Change Data Capture from Databases

One-Line Summary: CDC reads a source database's transaction log directly, turning every insert/update/delete into a stream of events the warehouse can mirror in near-real-time.

Prerequisites: Lesson 02-event-streams-with-pub-sub.md.

What's the Concept?

When your source of truth is a production database — Postgres holding customer accounts, MySQL holding orders — you have two ways to bring it into the lake. You can issue periodic SELECT * FROM customers WHERE updated_at > ? queries (batch). Or you can read the database's own change log and replay every row mutation as it happens (CDC).

CDC is the production answer when you need near-real-time data in the warehouse without putting query load on the OLTP database. The database is already writing every change to a write-ahead log for its own crash recovery. CDC tools tail that log and republish the events.

How It Works

On GCP, the canonical CDC service is Datastream. It's a managed agent that:

Connects to your Postgres / MySQL / Oracle source via a private connection.
Reads the WAL (write-ahead log) — pgoutput plugin for Postgres, binlog for MySQL.
Publishes change events to a destination, typically GCS bronze or BigQuery directly.

   Postgres production     Datastream                BigQuery
   ────────────────         ─────────                 ────────
   COMMIT  ──── WAL ────▶  tail  ────▶  events  ──▶  bronze.orders_raw
                                                     (one row per change)
                                                          │
                                                          │ silver step
                                                          ▼
                                                     silver.orders
                                                     (one row per order,
                                                      latest version)

Each CDC event has at least:

An operation: INSERT, UPDATE, or DELETE.
A primary key.
The new row state (and often the previous row state).
A commit timestamp (the LSN/binlog position is the authoritative ordering).
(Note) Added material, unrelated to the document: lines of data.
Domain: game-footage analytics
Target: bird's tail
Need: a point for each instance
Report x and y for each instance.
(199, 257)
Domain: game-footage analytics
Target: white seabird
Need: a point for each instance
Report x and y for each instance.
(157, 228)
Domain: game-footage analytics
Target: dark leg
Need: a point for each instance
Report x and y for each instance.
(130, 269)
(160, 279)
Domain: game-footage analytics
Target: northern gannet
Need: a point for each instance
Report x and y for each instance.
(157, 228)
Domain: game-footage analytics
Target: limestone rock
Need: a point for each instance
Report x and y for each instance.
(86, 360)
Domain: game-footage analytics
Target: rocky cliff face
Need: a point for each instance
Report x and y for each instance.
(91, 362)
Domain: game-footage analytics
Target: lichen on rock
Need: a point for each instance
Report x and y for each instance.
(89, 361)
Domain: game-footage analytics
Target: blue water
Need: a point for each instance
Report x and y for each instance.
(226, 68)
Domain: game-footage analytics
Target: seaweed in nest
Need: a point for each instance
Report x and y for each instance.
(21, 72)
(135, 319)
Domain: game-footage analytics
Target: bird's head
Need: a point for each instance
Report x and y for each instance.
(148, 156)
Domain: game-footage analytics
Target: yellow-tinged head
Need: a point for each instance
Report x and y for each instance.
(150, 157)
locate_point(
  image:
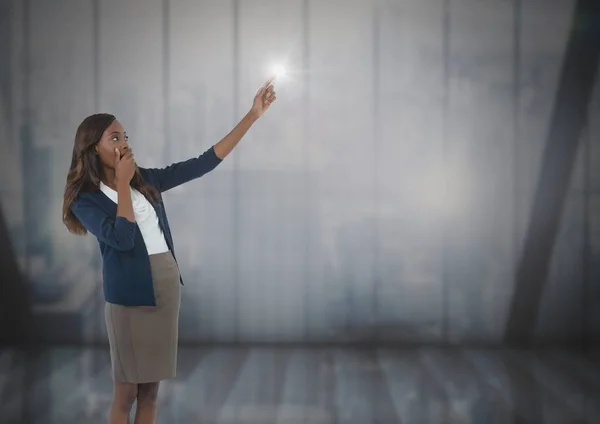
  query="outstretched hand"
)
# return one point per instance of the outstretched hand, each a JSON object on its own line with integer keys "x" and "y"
{"x": 264, "y": 98}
The bronze table is append-only and contains every change. The silver table collapses the change history into the current state per entity, using ROW_NUMBER() OVER (PARTITION BY id ORDER BY commit_ts DESC) or a similar merge pattern.

Why It Matters

Zero load on the source database. Reading the WAL is something the DB does anyway for replication. CDC piggybacks on that infrastructure.
Captures deletes, which batch can't. A SELECT * query has no way to notice a row that's been deleted. CDC explicitly emits delete events.
Sub-minute freshness, end-to-end. Datastream + BigQuery typically lands changes within 30–60 seconds of commit.
Audit trail comes free. Because bronze is append-only, you have a complete history of every row mutation — useful for debugging and for time-travel queries the agent might need.

Key Technical Details

Postgres requires wal_level=logical and at least one replication slot. The slot retains WAL until it's consumed — if Datastream goes down, the source's disk usage grows. Monitor this.
MySQL needs binlog_format=ROW and at least 7 days of binlog retention. Otherwise a Datastream pause can lose data.
DDL changes (schema migrations) need careful handling. Datastream can detect column adds; column drops and type changes usually break the stream and need manual recovery.
Cost model is per-GB processed. For a moderately busy OLTP database, expect $50–200/month.

Common Misconceptions

"CDC means I don't need batch." You still might. CDC is great for tables that change frequently; for slow-changing reference data, a nightly batch is simpler and equally fresh enough.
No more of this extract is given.